According to the United States Census Bureau, the CDP has a total area of 2.4 km^{2} (0.9 mi^{2}), of which 2.3 km^{2} (0.9 mi^{2}) is land and 0.1 km^{2} (0.04 mi^{2}) (3.26%) is water. The village is drained by the Millers River, a tributary of the Connecticut River.

Millers Falls is crossed by Massachusetts Routes 2 and 63.

==Demographics==

At the 2000 census there were 1,072 people, 439 households, and 273 families living in the CDP. The population density was 465.1/km^{2} (1,198.1/mi^{2}). There were 472 housing units at an average density of 204.8/km^{2} (527.5/mi^{2}). The racial makeup of the CDP was 96.18% White, 0.28% African American, 1.03% Native American, 0.37% Asian, 0.09% from other races, and 2.05% from two or more races. Hispanic or Latino of any race were 1.12%.

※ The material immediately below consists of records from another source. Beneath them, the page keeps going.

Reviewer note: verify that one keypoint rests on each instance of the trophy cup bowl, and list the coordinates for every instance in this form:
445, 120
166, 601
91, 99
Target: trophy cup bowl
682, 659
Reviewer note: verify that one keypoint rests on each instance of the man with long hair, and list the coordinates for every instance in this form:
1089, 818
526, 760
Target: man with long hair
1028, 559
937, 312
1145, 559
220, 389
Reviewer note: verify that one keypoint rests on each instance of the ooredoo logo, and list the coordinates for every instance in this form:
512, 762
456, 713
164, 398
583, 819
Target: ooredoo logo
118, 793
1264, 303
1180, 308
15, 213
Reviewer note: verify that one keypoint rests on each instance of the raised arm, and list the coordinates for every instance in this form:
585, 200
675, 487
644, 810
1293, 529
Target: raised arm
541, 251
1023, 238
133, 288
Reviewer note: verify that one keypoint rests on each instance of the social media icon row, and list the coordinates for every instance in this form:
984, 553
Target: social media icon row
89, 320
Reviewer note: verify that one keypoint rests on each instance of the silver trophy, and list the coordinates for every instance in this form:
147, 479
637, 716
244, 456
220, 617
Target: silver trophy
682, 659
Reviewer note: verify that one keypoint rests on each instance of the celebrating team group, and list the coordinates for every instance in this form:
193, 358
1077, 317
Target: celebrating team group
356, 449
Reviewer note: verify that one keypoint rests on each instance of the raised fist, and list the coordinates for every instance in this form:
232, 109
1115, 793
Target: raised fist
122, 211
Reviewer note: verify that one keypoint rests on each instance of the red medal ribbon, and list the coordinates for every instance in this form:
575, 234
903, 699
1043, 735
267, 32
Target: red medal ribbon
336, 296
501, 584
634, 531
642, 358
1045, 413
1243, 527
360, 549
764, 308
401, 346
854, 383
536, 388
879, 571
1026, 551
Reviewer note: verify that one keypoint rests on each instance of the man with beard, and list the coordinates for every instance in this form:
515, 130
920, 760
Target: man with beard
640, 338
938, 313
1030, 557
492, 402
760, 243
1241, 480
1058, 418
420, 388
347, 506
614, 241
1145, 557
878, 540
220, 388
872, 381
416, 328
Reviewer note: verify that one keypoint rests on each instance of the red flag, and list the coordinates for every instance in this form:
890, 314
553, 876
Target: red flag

Of the 439 households 31.0% had children under the age of 18 living with them, 43.3% were married couples living together, 11.8% had a female householder with no husband present, and 37.8% were non-families. 27.3% of households were one person and 13.0% were one person aged 65 or older. The average household size was 2.44 and the average family size was 2.95.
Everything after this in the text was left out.